Los espejos y la literatura buscan reflejar la realidad, particularmente de
aquellos resquicios y superficies que una convivencia «normal» ocultan, transfiguran o distorsionan. Pero esta afirmación, desde el quehacer narrativo de Julio Avellaneda, parece jugar con parámetros un tanto
sui generis. Nada más perturbador que un espejo quebrado. Nada más
inquietante que una historia que refleja fragmentos de uno mismo resaltando lo que pretendemos ocultar y velando lo que más nos agrada exaltar.
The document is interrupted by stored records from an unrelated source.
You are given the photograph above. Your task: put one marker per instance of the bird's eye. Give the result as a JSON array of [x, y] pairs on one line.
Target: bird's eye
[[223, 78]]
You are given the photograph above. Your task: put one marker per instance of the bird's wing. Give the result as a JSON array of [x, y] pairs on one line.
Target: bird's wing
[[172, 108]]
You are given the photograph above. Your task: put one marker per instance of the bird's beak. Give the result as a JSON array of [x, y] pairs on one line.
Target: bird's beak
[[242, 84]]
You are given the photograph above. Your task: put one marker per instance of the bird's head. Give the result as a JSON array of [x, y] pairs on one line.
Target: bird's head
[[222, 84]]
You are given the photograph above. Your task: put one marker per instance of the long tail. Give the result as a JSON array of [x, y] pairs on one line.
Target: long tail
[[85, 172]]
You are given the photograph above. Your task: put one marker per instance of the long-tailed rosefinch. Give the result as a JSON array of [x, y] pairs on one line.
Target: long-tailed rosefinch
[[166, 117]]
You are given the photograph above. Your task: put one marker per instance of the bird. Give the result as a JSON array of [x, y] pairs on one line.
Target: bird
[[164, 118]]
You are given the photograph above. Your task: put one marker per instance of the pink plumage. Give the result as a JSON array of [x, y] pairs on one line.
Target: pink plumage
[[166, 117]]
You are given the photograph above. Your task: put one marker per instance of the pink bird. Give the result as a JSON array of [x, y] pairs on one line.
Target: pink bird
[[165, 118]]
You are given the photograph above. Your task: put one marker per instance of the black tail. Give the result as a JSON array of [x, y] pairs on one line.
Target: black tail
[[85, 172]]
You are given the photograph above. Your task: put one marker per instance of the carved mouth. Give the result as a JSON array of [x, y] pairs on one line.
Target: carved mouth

Desde el primer relato se impone la presencia de este artificio, por el que Borges expresó horror y espanto, pues se trata sin duda de un plano de la realidad que parece precipitar el fin de vínculos familiares, al menos en su más superficial apariencia. El derrotero de Avellaneda en estos temas y búsquedas se amplía en sus demás relatos, pero sin abandonar el sustrato familiar. Nada parece detener el resquebrajamiento, ni siquiera la imperiosa cohesión de lo ya dividido, pues toda sanación deja cicatrices del dolor, la traición y la desidia. Con una prosa segura y bien cimentada, Avellaneda ha reunido seis relatos que subyugan por la manera de exponer los abismos domésticos de personajes comunes, cuya trascendencia estriba no en el cúmulo de anécdotas, sino en los giros que dan de pronto en tanto protagonistas del impasse que les ha tocado superar. Así, desde el despertar sexual y el gozo por matar hasta el descubrimiento del poder transformador de un libro, paseamos por fracturas que reafirman más de una verdad lacerante.